Он снова грустно улыбнулся:
— Как вы, по-видимому, знаете, двое или трое друзей подозревают меня в том, что я лгу, чтобы покрывать Пола Чейпина.
— Да. А вы его покрываете?
— Нет, я не хочу ни покрывать его, ни вредить ему больше, чем есть на самом деле. Дело было так, мистер Гудвин. Вам, очевидно, известно, что Юджин Дрейер был моим старым другом, однокашником по университету. Перед экономической депрессией его галерея весьма преуспевала. Я получил в наследство кое-какое имущество, так что мне никогда не было нужды добиваться успеха любой ценой. Как хирург, я обязан своей хорошей репутацией убежденности в том, что в каждом человеческом существе под наружной оболочкой что-нибудь да не так. К счастью, у меня уверенная и ловкая рука.
Я посмотрел на его крупные руки и кивнул, глядя в черные, уходящие куда-то внутрь себя глаза. Он продолжал:
— Шесть лет назад я дал Юджину Дрейеру свободный заказ на три картины Мантеньи[5] — две небольшие и одну побольше. Цена их колебалась около ста шестидесяти тысяч долларов. Картины находились во Франции. Мистер Чейпин в это время случайно оказался в Европе, я написал ему письмо с просьбой взглянуть на эти картины. После получения его положительного отзыва я их купил. Вы, вероятно, знаете, что Пол Чейпин лет десять пробовал стать художником. Он вкладывал в свои картины много эмоций, но у него была неуверенная кисть и отсутствовало чувство формы. Это было любопытно, но не более того. Я слышал, что он нашел свое призвание в литературе — не знаю, я не читаю романов.

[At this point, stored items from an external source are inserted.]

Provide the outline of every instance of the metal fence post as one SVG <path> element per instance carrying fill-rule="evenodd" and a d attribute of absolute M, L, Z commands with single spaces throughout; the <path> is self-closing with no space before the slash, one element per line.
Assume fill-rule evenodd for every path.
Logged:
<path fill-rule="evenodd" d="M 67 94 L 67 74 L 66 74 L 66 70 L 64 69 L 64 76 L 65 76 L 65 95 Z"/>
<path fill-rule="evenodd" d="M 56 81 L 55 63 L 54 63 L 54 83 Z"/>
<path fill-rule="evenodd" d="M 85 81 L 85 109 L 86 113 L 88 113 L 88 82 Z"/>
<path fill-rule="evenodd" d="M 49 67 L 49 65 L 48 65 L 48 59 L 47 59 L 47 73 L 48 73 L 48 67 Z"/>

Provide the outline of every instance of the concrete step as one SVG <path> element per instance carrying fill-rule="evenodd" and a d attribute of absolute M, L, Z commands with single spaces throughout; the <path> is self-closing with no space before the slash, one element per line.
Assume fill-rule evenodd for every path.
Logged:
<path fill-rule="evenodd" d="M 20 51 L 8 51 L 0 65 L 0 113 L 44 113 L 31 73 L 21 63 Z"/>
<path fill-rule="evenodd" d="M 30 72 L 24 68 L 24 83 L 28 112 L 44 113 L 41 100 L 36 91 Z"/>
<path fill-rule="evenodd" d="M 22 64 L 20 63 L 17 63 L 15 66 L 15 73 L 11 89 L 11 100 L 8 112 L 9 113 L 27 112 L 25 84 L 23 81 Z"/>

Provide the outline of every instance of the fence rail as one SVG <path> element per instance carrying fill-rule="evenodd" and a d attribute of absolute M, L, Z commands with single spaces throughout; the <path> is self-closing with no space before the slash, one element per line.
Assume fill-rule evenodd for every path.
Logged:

Картины прибыли в то время, когда я был завален работой, и мне было не до внимательного их осмотра. Я получил их и расплатился. Но они так никогда и не принесли мне радости. Время от времени я пытался ощутить духовную близость с этими картинами, но они всегда отталкивали меня каким-то недостатком деликатности, какой-то шершавостью, которая мне мешала и раздражала меня. Вначале я абсолютно не подозревал, что это могла быть подделка, просто я не ощущал с ними духовной близости. Однако затем отдельные замечания людей, знающих толк в живописи, пробудили во мне подозрения. В ноябре, два месяца тому назад, в Штаты приехал с визитом Энрико Сантини, который разбирается в Мантенье, как я в людских внутренностях. Я попросил его взглянуть на мои картины, и он определил, что это подделки. Он даже сказал, что знает их происхождение. Их написал некий талантливый фальсификатор из Парижа, причем совершенно исключено, чтобы хоть какой-то порядочный торговец мог продать их bona fide[6].

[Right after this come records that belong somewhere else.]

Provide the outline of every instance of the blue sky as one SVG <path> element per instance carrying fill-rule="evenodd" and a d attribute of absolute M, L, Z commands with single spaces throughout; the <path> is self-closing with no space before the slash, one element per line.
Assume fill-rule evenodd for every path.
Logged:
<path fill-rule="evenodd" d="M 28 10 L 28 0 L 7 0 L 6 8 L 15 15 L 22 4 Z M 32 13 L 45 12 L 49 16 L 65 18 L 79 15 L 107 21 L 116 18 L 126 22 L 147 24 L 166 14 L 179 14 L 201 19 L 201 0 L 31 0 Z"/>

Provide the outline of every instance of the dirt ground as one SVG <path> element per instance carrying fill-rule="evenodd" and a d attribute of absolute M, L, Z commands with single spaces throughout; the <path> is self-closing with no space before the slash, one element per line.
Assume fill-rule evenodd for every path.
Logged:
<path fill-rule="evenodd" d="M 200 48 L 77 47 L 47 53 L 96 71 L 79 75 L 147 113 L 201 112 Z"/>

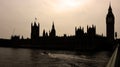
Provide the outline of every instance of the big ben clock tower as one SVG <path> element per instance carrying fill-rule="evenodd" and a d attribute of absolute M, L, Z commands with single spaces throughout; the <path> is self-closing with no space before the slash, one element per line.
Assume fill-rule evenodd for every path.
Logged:
<path fill-rule="evenodd" d="M 114 39 L 114 24 L 115 24 L 114 20 L 115 18 L 112 13 L 112 8 L 110 4 L 108 9 L 108 14 L 106 16 L 106 35 L 107 35 L 107 38 L 110 40 Z"/>

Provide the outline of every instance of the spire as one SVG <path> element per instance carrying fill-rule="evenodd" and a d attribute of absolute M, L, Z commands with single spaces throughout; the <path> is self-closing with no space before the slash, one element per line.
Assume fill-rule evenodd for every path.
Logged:
<path fill-rule="evenodd" d="M 108 9 L 109 12 L 112 11 L 112 8 L 111 8 L 111 2 L 109 3 L 109 9 Z"/>
<path fill-rule="evenodd" d="M 55 37 L 55 36 L 56 36 L 56 30 L 55 30 L 55 26 L 54 26 L 54 21 L 53 21 L 52 29 L 51 29 L 49 35 L 52 36 L 52 37 Z"/>
<path fill-rule="evenodd" d="M 108 16 L 113 16 L 114 17 L 113 12 L 112 12 L 111 2 L 109 3 Z"/>
<path fill-rule="evenodd" d="M 55 29 L 55 26 L 54 26 L 54 21 L 53 21 L 53 24 L 52 24 L 52 29 Z"/>

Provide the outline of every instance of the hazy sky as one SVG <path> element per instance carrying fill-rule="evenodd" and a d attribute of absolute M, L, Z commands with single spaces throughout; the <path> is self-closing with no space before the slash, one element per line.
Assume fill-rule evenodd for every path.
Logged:
<path fill-rule="evenodd" d="M 11 35 L 30 37 L 31 22 L 40 23 L 40 35 L 55 23 L 58 36 L 74 35 L 75 26 L 96 25 L 99 35 L 106 36 L 106 14 L 110 0 L 0 0 L 0 38 Z M 115 31 L 120 37 L 120 0 L 111 0 Z"/>

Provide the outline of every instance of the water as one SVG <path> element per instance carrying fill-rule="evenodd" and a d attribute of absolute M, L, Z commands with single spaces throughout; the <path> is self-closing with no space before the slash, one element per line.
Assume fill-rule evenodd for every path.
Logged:
<path fill-rule="evenodd" d="M 0 47 L 0 67 L 104 67 L 109 52 L 93 55 L 72 51 L 50 51 Z"/>

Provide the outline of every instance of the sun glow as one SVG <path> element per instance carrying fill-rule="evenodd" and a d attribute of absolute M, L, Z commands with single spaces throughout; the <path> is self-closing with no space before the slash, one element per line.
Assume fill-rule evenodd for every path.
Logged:
<path fill-rule="evenodd" d="M 66 11 L 74 8 L 78 8 L 84 4 L 86 0 L 60 0 L 56 6 L 57 11 Z"/>

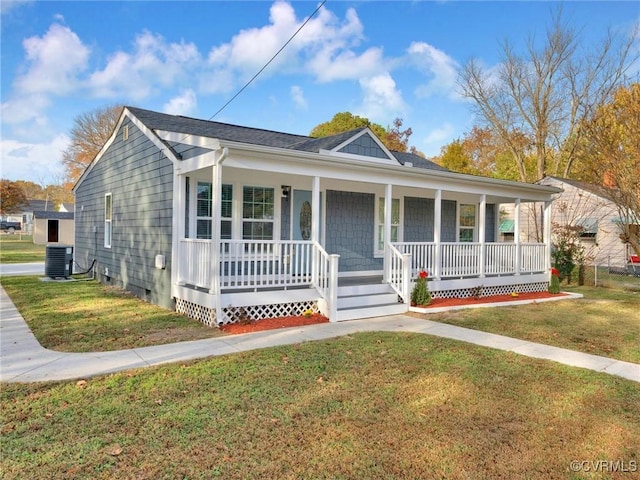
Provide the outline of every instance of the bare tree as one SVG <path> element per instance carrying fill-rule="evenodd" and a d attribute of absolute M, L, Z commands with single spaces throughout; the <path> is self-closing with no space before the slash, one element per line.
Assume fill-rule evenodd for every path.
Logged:
<path fill-rule="evenodd" d="M 476 114 L 502 139 L 521 181 L 570 176 L 584 133 L 582 120 L 629 82 L 630 66 L 640 57 L 633 49 L 634 38 L 610 31 L 601 45 L 582 52 L 579 32 L 564 23 L 558 10 L 540 45 L 530 36 L 519 55 L 505 41 L 495 72 L 476 60 L 462 68 L 462 95 L 473 101 Z M 529 138 L 533 167 L 528 166 L 522 144 L 513 141 L 515 132 Z"/>
<path fill-rule="evenodd" d="M 121 106 L 97 108 L 74 119 L 71 145 L 62 153 L 67 183 L 73 185 L 109 140 L 122 113 Z"/>

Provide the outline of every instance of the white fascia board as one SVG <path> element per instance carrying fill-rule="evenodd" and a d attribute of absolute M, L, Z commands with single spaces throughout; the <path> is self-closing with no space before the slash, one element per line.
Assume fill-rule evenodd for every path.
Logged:
<path fill-rule="evenodd" d="M 492 197 L 521 198 L 528 201 L 546 201 L 560 192 L 555 187 L 499 180 L 440 170 L 405 167 L 326 156 L 285 148 L 248 145 L 221 141 L 229 148 L 225 165 L 252 170 L 265 170 L 283 174 L 297 174 L 333 178 L 338 180 L 376 183 L 421 189 L 442 189 Z"/>
<path fill-rule="evenodd" d="M 173 154 L 173 151 L 171 151 L 170 148 L 168 148 L 164 143 L 162 143 L 160 138 L 158 138 L 158 136 L 155 133 L 153 133 L 151 129 L 147 128 L 147 126 L 144 123 L 142 123 L 138 119 L 138 117 L 136 117 L 133 113 L 129 111 L 128 108 L 125 107 L 122 110 L 122 113 L 120 114 L 120 118 L 118 119 L 118 122 L 116 123 L 116 126 L 113 129 L 113 133 L 111 133 L 111 136 L 109 137 L 109 140 L 107 140 L 104 146 L 100 149 L 96 157 L 85 169 L 85 171 L 82 172 L 82 175 L 80 175 L 80 178 L 78 179 L 76 184 L 73 186 L 73 189 L 72 189 L 73 192 L 77 190 L 77 188 L 80 186 L 80 184 L 89 174 L 89 172 L 93 170 L 93 167 L 100 161 L 100 159 L 104 156 L 105 152 L 109 150 L 109 147 L 111 146 L 111 144 L 113 144 L 116 137 L 118 136 L 118 132 L 120 131 L 120 127 L 122 126 L 122 123 L 124 122 L 125 118 L 128 118 L 129 120 L 131 120 L 131 123 L 133 123 L 158 148 L 158 150 L 162 151 L 165 154 L 165 156 L 169 160 L 171 160 L 171 162 L 174 165 L 178 162 L 178 159 Z"/>
<path fill-rule="evenodd" d="M 192 147 L 206 148 L 208 150 L 219 150 L 220 140 L 211 137 L 202 137 L 190 133 L 170 132 L 167 130 L 156 130 L 156 134 L 165 142 L 182 143 Z"/>

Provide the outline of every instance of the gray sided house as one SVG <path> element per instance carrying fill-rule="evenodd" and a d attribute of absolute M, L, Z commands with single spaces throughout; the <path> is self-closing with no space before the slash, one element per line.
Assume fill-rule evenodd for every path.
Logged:
<path fill-rule="evenodd" d="M 74 188 L 75 261 L 210 325 L 405 312 L 546 290 L 559 190 L 450 172 L 368 128 L 325 138 L 125 108 Z M 544 204 L 545 241 L 499 241 L 502 203 Z"/>

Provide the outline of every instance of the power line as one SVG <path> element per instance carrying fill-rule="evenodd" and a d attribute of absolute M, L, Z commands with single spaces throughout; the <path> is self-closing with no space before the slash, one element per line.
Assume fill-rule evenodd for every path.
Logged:
<path fill-rule="evenodd" d="M 238 95 L 240 95 L 249 85 L 251 85 L 251 83 L 256 78 L 258 78 L 258 76 L 265 70 L 265 68 L 267 68 L 271 64 L 271 62 L 273 62 L 276 59 L 276 57 L 278 55 L 280 55 L 280 53 L 286 48 L 286 46 L 291 43 L 291 41 L 296 37 L 296 35 L 298 35 L 298 33 L 300 33 L 300 31 L 307 25 L 307 23 L 309 23 L 309 21 L 316 15 L 316 13 L 318 13 L 318 11 L 323 7 L 323 5 L 325 3 L 327 3 L 327 0 L 323 0 L 322 3 L 320 5 L 318 5 L 318 8 L 316 8 L 315 11 L 303 22 L 303 24 L 300 25 L 300 27 L 298 27 L 298 29 L 295 31 L 295 33 L 293 35 L 291 35 L 291 37 L 289 37 L 289 40 L 287 40 L 284 43 L 284 45 L 282 45 L 282 47 L 280 47 L 280 50 L 278 50 L 273 55 L 273 57 L 271 57 L 271 59 L 267 63 L 265 63 L 260 70 L 258 70 L 258 73 L 256 73 L 253 77 L 251 77 L 251 79 L 247 83 L 245 83 L 244 86 L 240 90 L 238 90 L 238 92 L 227 101 L 227 103 L 225 103 L 222 107 L 220 107 L 220 109 L 216 113 L 211 115 L 211 117 L 209 117 L 209 120 L 213 120 L 220 112 L 222 112 L 225 108 L 227 108 L 227 106 L 231 102 L 233 102 L 238 97 Z"/>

Как мне кажется, именно пять лет неприятия этих картин, более чем что-либо иное, стали причиной того, что я поступил с Дрейером так, как я с ним поступил. Обычно в своих выводах я не слишком решителен и не готов поступать достаточно твердо, но в данном случае я не колебался ни минуты. Я заявил Юджину, что намерен вернуть ему картины и требую немедленного возврата денег. Он сказал, что денег у него нет, и я знал, что это правда, потому что за последний год я несколько раз одалживал ему значительные суммы, чтобы он мог свести концы с концами. Тем не менее я настаивал на том, что ему придется раздобыть деньги или же принять на себя все вытекающие последствия. Подозреваю, что в конце концов я снова смягчился бы и, как обычно, согласился бы на какой-нибудь компромисс, но, к несчастью, — такой уж у меня характер — время от времени на меня что-то находит, и я проявляю настоящую непоколебимость как раз в тот момент, когда, собственно говоря, готов уже отказаться от своего решения. И тоже к несчастью, мистеру Сантини нужно было уже возвращаться в Италию. А Юджин настаивал на беседе с ним, что, конечно, было блефом.

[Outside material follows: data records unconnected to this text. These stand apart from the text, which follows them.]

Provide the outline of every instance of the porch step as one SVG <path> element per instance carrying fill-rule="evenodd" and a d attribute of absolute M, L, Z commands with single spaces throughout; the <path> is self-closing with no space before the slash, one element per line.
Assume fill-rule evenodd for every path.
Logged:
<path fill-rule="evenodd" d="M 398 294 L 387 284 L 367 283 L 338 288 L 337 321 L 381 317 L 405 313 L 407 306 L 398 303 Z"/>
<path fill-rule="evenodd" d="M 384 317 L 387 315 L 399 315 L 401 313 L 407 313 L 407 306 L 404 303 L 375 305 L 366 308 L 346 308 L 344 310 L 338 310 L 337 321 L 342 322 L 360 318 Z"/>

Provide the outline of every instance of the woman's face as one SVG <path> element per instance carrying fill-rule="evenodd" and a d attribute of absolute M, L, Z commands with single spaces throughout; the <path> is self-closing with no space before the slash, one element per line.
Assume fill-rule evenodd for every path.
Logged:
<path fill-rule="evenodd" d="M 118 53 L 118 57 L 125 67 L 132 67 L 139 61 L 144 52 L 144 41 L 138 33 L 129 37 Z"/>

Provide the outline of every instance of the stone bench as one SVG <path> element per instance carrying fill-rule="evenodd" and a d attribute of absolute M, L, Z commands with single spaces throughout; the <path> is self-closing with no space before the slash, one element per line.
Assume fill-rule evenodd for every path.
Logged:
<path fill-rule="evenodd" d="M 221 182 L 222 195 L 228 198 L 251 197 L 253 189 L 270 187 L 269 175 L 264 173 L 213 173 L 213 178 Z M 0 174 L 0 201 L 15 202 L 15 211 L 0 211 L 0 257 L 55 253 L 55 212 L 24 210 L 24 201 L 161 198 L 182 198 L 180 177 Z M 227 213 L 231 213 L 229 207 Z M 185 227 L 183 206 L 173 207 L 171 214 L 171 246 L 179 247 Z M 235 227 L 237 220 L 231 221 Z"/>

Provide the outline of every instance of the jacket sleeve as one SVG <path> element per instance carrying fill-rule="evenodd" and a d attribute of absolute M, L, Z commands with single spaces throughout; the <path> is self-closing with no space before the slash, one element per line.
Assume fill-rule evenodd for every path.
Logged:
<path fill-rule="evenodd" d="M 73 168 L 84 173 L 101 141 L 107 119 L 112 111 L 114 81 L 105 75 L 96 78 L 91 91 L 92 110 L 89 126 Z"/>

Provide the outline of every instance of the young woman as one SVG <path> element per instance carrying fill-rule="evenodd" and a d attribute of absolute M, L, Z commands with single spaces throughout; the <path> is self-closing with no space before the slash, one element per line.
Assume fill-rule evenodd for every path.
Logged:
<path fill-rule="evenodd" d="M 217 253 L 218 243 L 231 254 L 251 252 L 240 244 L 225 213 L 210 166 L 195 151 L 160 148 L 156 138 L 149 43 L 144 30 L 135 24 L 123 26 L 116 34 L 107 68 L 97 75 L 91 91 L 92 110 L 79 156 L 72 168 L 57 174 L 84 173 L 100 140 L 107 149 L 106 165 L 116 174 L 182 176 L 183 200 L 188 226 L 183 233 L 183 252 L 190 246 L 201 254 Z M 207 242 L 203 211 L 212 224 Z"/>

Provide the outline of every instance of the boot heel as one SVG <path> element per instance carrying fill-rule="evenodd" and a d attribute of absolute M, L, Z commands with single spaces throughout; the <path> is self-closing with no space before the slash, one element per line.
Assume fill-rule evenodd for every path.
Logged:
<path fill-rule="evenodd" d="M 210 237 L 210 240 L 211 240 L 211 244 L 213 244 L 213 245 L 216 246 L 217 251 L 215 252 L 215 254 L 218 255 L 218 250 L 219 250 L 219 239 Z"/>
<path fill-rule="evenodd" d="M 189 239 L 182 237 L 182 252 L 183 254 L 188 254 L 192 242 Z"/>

Мы договорились, что я зайду к нему вместе с Сантини и Полом Чейпином в среду в пять часов дня. Пола мы пригласили потому, что он осматривал эти картины во Франции. Я предполагаю, что Юджин специально это устроил, потому что был уверен в его поддержке, однако оказалось, что он ошибался. Мы пришли. Юджин вел себя очень хорошо…
Я прервал его.
— Секундочку, доктор, Пол Чейпин прибыл в галерею раньше чем вы?
— Кет. Мы приехали одновременно. Я на своей машине заехал за ним в Гарвард-клуб.